Although the national blueprint is a good framework for better services, there is no mandate for its implementation. In June 2019, the refreshed UK-wide IBD standards will be launched. We are calling on all health boards to have a defined adult service for IBD. We make a plea to health board chief executives. We have been asking for two years for one of them to come to our group so that we can get the message across. I hope that they are listening. Similarly, I know that the health ministers are busy, but we have not had a visit in two years, and we would really like one.
Self-management is a key part of the blueprint. Crohn’s and Colitis UK has a prototype for a flare card, with basic advice for a flare-up of key symptoms.

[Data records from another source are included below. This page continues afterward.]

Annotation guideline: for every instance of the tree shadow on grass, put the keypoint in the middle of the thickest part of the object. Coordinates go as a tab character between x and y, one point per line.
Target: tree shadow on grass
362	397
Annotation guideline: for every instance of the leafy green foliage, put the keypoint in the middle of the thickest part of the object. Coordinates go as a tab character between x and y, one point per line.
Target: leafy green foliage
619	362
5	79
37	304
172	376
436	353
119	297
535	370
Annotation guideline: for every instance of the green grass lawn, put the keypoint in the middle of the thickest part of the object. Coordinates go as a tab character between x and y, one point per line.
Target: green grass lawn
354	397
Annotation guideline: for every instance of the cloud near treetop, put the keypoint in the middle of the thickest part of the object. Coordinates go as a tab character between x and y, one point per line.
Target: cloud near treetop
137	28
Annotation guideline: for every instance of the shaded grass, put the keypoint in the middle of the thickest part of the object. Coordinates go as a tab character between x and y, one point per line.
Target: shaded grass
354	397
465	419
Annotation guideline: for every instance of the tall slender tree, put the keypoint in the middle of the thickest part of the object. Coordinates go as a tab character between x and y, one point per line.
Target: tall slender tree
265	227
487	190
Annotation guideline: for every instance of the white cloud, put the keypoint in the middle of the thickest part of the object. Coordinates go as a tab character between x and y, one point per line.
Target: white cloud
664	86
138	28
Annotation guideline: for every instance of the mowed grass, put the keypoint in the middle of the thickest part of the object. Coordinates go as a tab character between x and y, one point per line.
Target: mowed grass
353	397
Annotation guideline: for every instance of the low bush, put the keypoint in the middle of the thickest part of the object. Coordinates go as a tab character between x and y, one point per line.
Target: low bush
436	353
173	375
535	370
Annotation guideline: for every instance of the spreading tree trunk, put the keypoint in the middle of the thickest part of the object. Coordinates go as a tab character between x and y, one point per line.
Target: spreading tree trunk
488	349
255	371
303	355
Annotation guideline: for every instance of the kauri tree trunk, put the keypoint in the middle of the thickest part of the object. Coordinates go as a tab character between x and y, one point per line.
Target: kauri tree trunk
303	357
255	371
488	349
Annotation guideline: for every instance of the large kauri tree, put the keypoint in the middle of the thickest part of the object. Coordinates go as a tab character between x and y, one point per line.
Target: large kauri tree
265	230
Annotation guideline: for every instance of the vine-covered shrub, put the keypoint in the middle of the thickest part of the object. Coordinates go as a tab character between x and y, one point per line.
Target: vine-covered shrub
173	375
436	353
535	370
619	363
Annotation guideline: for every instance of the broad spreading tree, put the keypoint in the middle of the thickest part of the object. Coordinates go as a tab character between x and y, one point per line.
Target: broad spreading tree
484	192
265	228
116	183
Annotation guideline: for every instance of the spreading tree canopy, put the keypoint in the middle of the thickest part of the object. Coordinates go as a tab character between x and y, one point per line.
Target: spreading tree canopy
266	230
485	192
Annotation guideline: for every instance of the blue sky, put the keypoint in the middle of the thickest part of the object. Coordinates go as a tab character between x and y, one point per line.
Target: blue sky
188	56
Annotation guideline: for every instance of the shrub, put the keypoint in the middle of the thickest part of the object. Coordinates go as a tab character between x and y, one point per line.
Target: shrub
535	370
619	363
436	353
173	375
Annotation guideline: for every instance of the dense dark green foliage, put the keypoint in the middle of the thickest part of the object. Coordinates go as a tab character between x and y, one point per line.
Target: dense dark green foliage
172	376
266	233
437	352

There should be better use of technology, especially in remote areas. Dr Thomson, from Grampian NHS Board explained the open review process, where people come back into the clinic when they need an appointment by phoning the IBD helpline or the gastro reception. He noted that the majority of people with chronic disease know their disease well, and they know when they need to talk to someone. The IBD waiting list in Grampian has halved since the remote service came in. The same is true in Highland. Professor Angus Watson noted that the average travel distance saved per patient using the attend anywhere system was 120 miles.
We need an IBD service that is fit for the 21st century. We need research to be funded so that we can find out what is causing this debilitating disease, which is on the rise, and we need the Scottish Government to work with us to redesign the service for the better.